In the past years, Generative Adversarial Networks (or GANs) have shown unprecedented performance on tasks such as image generation. In a novel paper, researchers from Google Deepmind proposed a novel approach where GANs are used for large-scale adversarial representation learning.
The new approach named BigBiGAN, inspired by the state-of-the-art BigGAN model, extends the BigGAN model to representation learning. Researchers proposed a model that is, in fact, a bi-directional GAN model with BigGAN as a generator. They discovered that the DCGAN architecture used in BiGAN is not capable of modeling high-quality images. For this reason, they decided to use the state-of-the-art model (BigGAN) for improving the representation learning capacity. In this way, they wanted to leverage the generative capabilities of the BigGAN model in the framework of representation learning as defined with bi-directional GAN models.

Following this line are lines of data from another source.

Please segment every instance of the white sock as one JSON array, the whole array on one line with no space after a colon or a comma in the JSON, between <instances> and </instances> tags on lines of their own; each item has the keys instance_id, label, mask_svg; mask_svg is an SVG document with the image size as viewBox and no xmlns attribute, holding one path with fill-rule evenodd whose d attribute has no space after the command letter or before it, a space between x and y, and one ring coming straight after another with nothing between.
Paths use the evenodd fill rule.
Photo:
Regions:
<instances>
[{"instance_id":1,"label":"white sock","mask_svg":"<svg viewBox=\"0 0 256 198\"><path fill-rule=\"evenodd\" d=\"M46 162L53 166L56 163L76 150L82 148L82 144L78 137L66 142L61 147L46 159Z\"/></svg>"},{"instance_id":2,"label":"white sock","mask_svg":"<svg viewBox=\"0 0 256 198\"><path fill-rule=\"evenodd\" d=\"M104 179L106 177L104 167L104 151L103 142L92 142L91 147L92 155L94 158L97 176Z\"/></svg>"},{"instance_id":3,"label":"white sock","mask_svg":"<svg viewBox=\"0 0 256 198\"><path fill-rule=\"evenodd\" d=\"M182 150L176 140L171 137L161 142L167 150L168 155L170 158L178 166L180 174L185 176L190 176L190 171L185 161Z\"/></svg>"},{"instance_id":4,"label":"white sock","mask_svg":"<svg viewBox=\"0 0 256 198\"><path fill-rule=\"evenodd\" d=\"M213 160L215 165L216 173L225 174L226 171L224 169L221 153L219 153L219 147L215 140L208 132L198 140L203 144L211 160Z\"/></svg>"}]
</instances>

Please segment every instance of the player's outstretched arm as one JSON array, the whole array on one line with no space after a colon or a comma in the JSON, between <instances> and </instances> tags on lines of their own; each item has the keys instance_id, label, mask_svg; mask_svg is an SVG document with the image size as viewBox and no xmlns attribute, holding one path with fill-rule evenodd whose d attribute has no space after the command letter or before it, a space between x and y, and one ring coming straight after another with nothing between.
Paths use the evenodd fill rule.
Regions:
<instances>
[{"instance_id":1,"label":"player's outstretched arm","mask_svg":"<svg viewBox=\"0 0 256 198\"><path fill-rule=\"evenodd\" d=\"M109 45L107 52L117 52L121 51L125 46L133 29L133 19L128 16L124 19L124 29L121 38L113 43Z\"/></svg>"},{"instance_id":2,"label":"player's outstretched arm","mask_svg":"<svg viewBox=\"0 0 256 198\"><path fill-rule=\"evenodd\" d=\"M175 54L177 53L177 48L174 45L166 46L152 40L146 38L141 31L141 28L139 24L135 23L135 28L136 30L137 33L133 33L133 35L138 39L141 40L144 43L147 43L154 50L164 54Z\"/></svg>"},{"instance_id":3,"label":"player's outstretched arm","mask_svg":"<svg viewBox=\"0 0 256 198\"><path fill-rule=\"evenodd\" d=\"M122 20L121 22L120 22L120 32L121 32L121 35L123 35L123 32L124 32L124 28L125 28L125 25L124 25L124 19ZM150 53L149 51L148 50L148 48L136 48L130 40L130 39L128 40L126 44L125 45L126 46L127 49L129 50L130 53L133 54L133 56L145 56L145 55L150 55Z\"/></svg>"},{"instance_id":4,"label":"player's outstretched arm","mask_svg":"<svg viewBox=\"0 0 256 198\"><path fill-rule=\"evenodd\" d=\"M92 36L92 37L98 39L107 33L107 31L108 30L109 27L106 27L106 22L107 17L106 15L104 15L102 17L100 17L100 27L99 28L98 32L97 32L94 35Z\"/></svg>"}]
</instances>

Researchers designed a specific architecture that will provide the best of both worlds and they refer to their model as BigBiGAN – bi-directional BigGAN. They showed that their approach works for improving the representation learning performance of bi-directional GAN models (or GAN models in general). The proposed BigBiGAN model achieves state-of-the-art performance in unsupervised representation learning on ImageNet, and in unconditional image generation.
This work showed the potential of powerful generative models towards representation learning and researchers mention that the advances in generative models will be beneficial for representation learning. More details about the proposed BigBiGAN model can be found in the paper available on arxiv.